Large Analysis Supports Thrombolysis for Stroke — Physician’s First Watch
Large Analysis Supports Thrombolysis for Stroke
By Larry Husten
Edited by Lorenzo Di Francesco, MD, FACP, FHM
A Lancet meta-analysis offers evidence that the use of thrombolysis should be more aggressively pursued across various subgroups of patients with ischemic stroke.
Researchers examined data from nine randomized trials testing alteplase against placebo or open control in nearly 6800 patients. Thrombolysis was more likely to lead to a good stroke outcome, defined as no significant disability at 3 to 6 months, in patients treated within 4.5 hours. In particular, for treatment within 3 hours, 33% of alteplase recipients versus 23% of controls had good outcomes.

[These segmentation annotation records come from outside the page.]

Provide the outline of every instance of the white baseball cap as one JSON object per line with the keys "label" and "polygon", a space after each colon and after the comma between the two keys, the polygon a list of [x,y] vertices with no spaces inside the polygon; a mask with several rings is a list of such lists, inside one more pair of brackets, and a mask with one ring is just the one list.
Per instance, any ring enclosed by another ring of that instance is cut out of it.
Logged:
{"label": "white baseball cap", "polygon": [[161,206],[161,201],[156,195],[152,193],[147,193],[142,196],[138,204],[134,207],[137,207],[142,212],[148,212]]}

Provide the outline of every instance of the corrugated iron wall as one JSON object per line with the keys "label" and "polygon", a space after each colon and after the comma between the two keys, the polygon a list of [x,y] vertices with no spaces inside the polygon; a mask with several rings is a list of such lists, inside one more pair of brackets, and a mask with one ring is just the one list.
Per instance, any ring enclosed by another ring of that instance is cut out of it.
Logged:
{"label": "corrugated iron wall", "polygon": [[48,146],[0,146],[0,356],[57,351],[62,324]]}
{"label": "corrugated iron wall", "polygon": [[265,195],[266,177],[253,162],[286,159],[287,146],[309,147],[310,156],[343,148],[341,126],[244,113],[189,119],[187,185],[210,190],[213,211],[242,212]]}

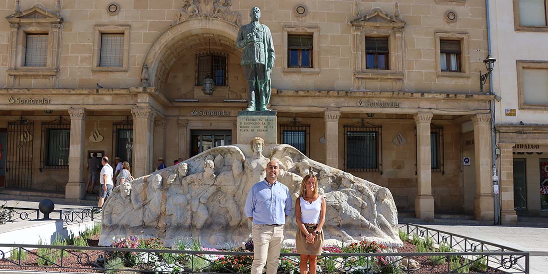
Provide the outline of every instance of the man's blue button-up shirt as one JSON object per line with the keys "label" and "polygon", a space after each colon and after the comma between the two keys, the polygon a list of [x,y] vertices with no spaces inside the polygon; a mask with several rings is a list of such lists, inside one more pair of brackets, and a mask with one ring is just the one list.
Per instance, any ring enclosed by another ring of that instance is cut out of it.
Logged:
{"label": "man's blue button-up shirt", "polygon": [[249,190],[244,211],[256,225],[284,225],[292,206],[291,193],[285,185],[276,181],[271,186],[264,180]]}

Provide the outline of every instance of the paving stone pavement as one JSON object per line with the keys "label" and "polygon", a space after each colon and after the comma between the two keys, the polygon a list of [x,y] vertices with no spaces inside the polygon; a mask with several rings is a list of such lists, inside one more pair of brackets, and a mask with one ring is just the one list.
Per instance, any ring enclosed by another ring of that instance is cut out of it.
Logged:
{"label": "paving stone pavement", "polygon": [[529,273],[548,273],[548,228],[455,225],[421,225],[529,252],[531,254],[529,259]]}

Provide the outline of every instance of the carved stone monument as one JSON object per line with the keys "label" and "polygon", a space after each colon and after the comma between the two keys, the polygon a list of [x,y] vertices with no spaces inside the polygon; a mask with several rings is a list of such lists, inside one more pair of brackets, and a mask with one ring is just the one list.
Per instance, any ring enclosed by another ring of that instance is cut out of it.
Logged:
{"label": "carved stone monument", "polygon": [[[243,212],[247,193],[265,177],[271,159],[279,162],[278,180],[289,188],[294,201],[303,176],[318,176],[327,203],[326,242],[366,239],[389,247],[402,244],[387,189],[310,159],[289,145],[265,146],[259,138],[211,149],[115,187],[104,206],[99,244],[142,235],[159,237],[167,246],[198,237],[209,247],[239,245],[251,232]],[[290,242],[296,227],[294,208],[286,226]]]}

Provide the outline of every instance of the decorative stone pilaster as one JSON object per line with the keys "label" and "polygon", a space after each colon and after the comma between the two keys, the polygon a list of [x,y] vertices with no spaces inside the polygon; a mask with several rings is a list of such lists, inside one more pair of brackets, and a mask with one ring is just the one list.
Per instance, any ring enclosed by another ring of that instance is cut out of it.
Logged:
{"label": "decorative stone pilaster", "polygon": [[189,120],[179,119],[177,120],[177,125],[179,126],[179,157],[186,159],[189,158],[187,152],[189,146],[186,142],[186,132],[189,128]]}
{"label": "decorative stone pilaster", "polygon": [[152,109],[137,107],[133,115],[133,176],[140,177],[152,171],[155,113]]}
{"label": "decorative stone pilaster", "polygon": [[[152,154],[152,162],[158,157],[165,157],[165,119],[161,118],[154,121],[154,152]],[[165,164],[170,163],[165,159]],[[153,165],[153,167],[154,165]]]}
{"label": "decorative stone pilaster", "polygon": [[339,168],[339,118],[340,111],[326,110],[323,119],[326,121],[326,164]]}
{"label": "decorative stone pilaster", "polygon": [[79,202],[84,199],[84,141],[85,133],[85,110],[71,109],[70,147],[68,153],[68,181],[65,187],[67,201]]}
{"label": "decorative stone pilaster", "polygon": [[514,209],[513,156],[514,144],[501,142],[500,148],[500,222],[503,225],[517,224]]}
{"label": "decorative stone pilaster", "polygon": [[417,191],[415,214],[423,221],[434,221],[434,197],[432,195],[430,122],[431,112],[419,112],[413,116],[416,125]]}
{"label": "decorative stone pilaster", "polygon": [[493,196],[493,164],[491,156],[491,115],[472,116],[474,125],[476,156],[476,197],[474,216],[481,221],[494,220]]}

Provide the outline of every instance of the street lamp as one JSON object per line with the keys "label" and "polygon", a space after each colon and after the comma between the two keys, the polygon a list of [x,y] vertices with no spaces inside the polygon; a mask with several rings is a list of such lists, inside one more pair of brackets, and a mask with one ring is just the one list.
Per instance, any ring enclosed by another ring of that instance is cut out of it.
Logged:
{"label": "street lamp", "polygon": [[483,60],[483,64],[485,64],[485,68],[487,70],[487,72],[485,74],[482,74],[481,71],[480,71],[480,90],[482,93],[483,92],[483,85],[485,84],[486,82],[487,82],[487,77],[493,72],[493,65],[495,64],[495,61],[496,61],[496,59],[491,57],[490,55],[487,55],[487,58]]}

The chief disadvantage to thrombolysis was an early increase in intracranial hemorrhage (ICH), with 2.7% of alteplase recipients and 0.4% of controls having a fatal ICH by day 7. This resulted in a significant increase in early mortality, which was no longer significant at day 90.
Benefit and risk did not vary based on age or stroke severity. Despite the early increase in mortality, the authors concluded that thrombolysis was associated with an average absolute increase in disability-free survival of approximately 10% among patients treated within 3 hours and 5% for those treated between 3 and 4.5 hours.